By @superultra - 7 months
Early on in the voice public release, I asked my 15 year old to give it a shot. They (they’re NB) had a long meandering conversation about their favorite book series, the Percy Jackson series.

At about 15 mins into the conversation between my kiddo and ChatGPT, the model started to take on the vocal mannerisms of my kiddo. It started using more “umms” and “you knows.”

At first this felt creepy but as I explained it to my kid, it’s because their own text has become weighted enough in the token count for the LLM to start incorporating or/and somewhere in the embedded prompts is “empathize with the user and emphasize clarity” and that prompting meant mirroring back speech styles.

This is exactly the same as that only with audio.

By @system2 - 7 months
Other than being randomly happening, it is not a threat. ElevenLabs does it in a few seconds already. If you are using mic while using Ai, expect companies like OpenAi to steal every bit of your soul. Nothing new here.
By @AISnakeOil - 7 months
So basically the model took user data and used it as training data in realtime? Big if true.
By @bjt12345 - 7 months
Interesting that they seem to think it was caused by glitch tokens through the Audio.
By @woodpanel - 7 months
It’s worthwhile to note that any hiccup resembling even something remotely close would have been a GDPR clusterf-ck – for normal web apps.

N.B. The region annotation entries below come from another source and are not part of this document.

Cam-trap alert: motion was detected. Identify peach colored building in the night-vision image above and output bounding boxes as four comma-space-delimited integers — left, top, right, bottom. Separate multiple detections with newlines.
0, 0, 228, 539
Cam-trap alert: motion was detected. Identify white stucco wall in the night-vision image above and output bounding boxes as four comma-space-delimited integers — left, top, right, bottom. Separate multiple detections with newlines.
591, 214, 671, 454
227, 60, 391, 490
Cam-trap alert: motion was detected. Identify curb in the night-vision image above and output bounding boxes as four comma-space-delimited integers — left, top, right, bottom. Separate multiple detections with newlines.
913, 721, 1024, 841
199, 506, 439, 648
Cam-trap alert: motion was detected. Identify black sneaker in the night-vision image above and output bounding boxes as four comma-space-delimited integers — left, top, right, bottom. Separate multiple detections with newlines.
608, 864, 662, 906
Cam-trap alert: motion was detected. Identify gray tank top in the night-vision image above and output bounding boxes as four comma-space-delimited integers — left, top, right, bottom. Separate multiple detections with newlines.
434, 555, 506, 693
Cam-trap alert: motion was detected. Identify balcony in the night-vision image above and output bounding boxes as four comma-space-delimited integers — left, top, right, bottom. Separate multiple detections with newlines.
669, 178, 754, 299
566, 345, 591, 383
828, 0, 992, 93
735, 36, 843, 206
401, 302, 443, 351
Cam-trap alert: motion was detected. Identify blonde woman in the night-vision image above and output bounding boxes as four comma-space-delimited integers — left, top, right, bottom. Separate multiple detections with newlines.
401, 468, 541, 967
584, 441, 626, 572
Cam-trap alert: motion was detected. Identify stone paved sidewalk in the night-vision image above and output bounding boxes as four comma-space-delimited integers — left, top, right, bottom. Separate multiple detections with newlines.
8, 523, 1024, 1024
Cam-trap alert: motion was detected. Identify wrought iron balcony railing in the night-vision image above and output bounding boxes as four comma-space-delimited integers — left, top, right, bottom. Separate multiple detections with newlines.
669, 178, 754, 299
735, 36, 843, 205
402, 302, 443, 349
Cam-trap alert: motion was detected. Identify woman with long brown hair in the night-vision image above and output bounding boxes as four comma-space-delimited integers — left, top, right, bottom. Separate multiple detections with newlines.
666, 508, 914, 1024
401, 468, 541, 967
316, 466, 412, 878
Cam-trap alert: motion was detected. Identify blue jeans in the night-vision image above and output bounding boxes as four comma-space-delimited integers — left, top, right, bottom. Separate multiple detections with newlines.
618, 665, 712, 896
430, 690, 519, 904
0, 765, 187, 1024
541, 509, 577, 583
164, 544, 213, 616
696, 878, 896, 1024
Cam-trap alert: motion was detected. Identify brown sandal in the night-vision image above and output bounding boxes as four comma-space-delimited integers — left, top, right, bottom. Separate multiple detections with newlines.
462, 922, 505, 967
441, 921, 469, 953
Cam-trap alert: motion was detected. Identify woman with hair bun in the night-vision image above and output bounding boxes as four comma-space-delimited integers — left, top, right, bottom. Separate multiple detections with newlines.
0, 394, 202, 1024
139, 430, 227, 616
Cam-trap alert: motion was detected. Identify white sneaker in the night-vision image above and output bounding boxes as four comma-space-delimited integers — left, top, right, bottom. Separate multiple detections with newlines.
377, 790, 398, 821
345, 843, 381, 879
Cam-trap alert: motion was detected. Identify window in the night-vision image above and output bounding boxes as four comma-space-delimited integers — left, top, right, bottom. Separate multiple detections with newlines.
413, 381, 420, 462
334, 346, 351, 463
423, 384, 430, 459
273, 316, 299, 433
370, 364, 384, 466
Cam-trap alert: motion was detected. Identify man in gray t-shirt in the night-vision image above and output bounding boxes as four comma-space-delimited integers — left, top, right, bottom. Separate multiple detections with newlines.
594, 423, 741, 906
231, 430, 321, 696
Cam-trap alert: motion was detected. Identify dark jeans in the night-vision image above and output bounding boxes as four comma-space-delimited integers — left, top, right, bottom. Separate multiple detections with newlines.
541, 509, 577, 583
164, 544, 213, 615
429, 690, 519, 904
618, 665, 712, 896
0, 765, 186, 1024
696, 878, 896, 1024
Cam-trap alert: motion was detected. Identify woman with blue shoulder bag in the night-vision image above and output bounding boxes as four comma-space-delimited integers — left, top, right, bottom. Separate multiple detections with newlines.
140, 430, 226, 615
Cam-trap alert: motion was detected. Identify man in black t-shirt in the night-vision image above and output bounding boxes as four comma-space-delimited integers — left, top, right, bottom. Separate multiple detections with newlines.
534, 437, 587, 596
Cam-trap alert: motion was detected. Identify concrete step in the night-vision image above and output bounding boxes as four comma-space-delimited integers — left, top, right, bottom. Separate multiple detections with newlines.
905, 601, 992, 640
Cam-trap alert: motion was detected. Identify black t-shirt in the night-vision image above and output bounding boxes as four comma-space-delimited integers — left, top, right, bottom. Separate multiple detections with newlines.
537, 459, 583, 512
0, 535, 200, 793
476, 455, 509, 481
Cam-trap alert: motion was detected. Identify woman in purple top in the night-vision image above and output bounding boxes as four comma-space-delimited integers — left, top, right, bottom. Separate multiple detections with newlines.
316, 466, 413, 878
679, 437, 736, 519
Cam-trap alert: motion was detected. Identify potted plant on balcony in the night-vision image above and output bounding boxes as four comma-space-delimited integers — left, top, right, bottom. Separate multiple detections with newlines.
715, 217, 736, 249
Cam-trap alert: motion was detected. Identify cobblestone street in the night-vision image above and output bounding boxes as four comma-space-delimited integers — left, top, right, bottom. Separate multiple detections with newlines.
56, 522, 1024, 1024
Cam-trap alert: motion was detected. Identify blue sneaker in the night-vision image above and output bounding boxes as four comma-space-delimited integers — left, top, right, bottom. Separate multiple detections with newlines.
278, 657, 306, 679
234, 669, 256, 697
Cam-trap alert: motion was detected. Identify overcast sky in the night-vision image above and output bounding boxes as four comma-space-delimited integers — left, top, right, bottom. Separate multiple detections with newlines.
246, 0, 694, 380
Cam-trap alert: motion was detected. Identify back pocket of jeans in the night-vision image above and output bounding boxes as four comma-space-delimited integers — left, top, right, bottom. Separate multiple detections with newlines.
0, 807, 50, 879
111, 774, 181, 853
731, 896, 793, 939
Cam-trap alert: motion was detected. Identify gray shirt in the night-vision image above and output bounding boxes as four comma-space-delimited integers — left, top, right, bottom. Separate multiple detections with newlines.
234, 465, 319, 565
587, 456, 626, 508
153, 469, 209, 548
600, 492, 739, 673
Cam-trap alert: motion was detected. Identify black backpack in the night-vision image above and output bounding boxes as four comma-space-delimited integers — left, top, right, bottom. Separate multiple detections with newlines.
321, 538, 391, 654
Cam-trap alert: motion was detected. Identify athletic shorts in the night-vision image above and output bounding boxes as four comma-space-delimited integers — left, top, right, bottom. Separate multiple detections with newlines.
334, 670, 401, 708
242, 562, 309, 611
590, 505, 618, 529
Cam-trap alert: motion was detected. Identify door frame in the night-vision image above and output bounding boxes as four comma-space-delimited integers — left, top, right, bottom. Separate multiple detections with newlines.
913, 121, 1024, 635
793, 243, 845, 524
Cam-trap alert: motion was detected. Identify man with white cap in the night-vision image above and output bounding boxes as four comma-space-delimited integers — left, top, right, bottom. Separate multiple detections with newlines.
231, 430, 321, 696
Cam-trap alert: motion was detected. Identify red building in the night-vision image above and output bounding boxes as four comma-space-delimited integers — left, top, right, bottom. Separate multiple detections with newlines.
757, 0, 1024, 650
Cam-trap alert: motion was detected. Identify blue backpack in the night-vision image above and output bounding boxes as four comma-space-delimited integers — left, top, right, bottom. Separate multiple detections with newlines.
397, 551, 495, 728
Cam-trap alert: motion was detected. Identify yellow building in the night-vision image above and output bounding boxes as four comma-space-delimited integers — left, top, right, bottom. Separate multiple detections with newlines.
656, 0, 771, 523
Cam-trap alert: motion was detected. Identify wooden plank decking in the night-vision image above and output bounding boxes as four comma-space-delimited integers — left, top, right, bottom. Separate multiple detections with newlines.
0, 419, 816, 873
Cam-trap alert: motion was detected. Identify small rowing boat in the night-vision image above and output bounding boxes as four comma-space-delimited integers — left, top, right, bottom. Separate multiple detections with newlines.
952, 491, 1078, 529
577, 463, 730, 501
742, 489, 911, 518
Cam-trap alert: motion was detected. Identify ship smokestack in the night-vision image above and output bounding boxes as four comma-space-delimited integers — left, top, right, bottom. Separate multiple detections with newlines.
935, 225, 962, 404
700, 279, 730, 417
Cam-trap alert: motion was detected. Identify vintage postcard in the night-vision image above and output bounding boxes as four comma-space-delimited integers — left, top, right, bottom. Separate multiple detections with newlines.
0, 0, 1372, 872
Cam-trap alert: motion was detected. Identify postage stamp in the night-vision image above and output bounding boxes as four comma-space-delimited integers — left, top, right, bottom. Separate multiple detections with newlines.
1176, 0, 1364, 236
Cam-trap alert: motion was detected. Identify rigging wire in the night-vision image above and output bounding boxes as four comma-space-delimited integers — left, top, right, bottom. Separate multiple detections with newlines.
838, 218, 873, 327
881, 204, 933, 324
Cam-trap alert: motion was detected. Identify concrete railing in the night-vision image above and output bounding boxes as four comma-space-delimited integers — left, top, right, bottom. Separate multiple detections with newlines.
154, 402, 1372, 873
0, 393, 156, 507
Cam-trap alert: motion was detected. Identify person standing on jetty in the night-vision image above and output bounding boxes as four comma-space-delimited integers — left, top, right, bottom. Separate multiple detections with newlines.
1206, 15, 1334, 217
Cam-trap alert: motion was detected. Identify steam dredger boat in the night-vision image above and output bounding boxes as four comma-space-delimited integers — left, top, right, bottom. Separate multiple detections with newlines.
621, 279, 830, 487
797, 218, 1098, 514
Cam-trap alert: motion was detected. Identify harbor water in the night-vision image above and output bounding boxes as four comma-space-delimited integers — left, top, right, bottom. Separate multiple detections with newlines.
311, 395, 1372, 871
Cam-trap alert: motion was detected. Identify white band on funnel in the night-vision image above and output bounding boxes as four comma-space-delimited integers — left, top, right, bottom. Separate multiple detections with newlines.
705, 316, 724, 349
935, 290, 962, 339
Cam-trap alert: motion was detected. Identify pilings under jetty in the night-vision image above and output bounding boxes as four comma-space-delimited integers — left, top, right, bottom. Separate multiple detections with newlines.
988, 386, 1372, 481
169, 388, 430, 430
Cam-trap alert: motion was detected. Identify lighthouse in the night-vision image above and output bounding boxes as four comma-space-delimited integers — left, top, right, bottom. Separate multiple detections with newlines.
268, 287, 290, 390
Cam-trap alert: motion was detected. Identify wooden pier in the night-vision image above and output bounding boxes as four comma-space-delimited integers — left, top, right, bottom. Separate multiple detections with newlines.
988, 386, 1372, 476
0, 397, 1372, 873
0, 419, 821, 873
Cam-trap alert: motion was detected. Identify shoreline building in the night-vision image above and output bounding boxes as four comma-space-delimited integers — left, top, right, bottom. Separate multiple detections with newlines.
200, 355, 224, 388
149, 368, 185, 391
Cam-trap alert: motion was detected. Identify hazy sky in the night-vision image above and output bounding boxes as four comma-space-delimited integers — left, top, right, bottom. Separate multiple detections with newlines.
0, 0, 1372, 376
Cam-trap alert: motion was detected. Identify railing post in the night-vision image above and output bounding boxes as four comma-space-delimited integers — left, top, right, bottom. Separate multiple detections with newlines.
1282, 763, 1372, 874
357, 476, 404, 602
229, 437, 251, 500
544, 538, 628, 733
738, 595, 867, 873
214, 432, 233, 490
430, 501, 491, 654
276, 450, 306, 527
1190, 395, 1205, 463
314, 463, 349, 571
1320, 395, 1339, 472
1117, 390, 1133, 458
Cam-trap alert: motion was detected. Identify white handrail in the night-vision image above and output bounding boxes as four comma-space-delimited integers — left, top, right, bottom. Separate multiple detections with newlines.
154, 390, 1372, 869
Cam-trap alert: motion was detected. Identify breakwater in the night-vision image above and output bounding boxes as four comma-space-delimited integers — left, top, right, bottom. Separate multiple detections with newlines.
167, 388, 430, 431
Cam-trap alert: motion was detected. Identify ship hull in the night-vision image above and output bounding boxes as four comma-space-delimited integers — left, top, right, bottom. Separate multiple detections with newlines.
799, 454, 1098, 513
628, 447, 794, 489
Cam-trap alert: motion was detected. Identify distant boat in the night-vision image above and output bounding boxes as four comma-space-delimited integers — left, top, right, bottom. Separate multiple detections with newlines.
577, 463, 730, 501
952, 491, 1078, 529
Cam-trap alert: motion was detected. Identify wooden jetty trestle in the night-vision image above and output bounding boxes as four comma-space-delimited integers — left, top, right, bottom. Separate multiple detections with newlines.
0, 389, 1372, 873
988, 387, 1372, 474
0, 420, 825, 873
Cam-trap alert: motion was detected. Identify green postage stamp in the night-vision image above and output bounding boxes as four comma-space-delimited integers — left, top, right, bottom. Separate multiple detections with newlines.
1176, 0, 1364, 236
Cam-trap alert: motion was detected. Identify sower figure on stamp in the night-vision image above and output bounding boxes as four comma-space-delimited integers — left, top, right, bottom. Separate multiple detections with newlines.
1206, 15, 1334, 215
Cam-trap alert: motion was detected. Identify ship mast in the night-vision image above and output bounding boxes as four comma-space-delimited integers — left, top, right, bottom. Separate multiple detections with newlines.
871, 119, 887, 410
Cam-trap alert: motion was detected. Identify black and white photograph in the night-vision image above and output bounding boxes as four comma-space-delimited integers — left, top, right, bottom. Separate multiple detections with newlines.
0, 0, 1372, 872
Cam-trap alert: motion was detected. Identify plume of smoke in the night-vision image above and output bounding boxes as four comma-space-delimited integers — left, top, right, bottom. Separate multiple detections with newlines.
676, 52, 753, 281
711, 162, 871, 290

Software is audible, AI models it seems aren't even attempted of being held accountable

By @xyst - 7 months
Now all we need to get is a 3D printer that can print a mask of anybody’s face and now we can have MI style operations

https://youtu.be/v1Y4CubBi60 (5:30)

Imagine a world where world dictators are replaced rather than killed. Rollback dictatorship over years, install democratic process, then magically commit seppuku in a plane crash.

Brilliant. What could go wrong? /s

By @surfingdino - 7 months
Someone needs to tell OpenAI marketing that the mood is changing and creepy features like this one may be used against AI.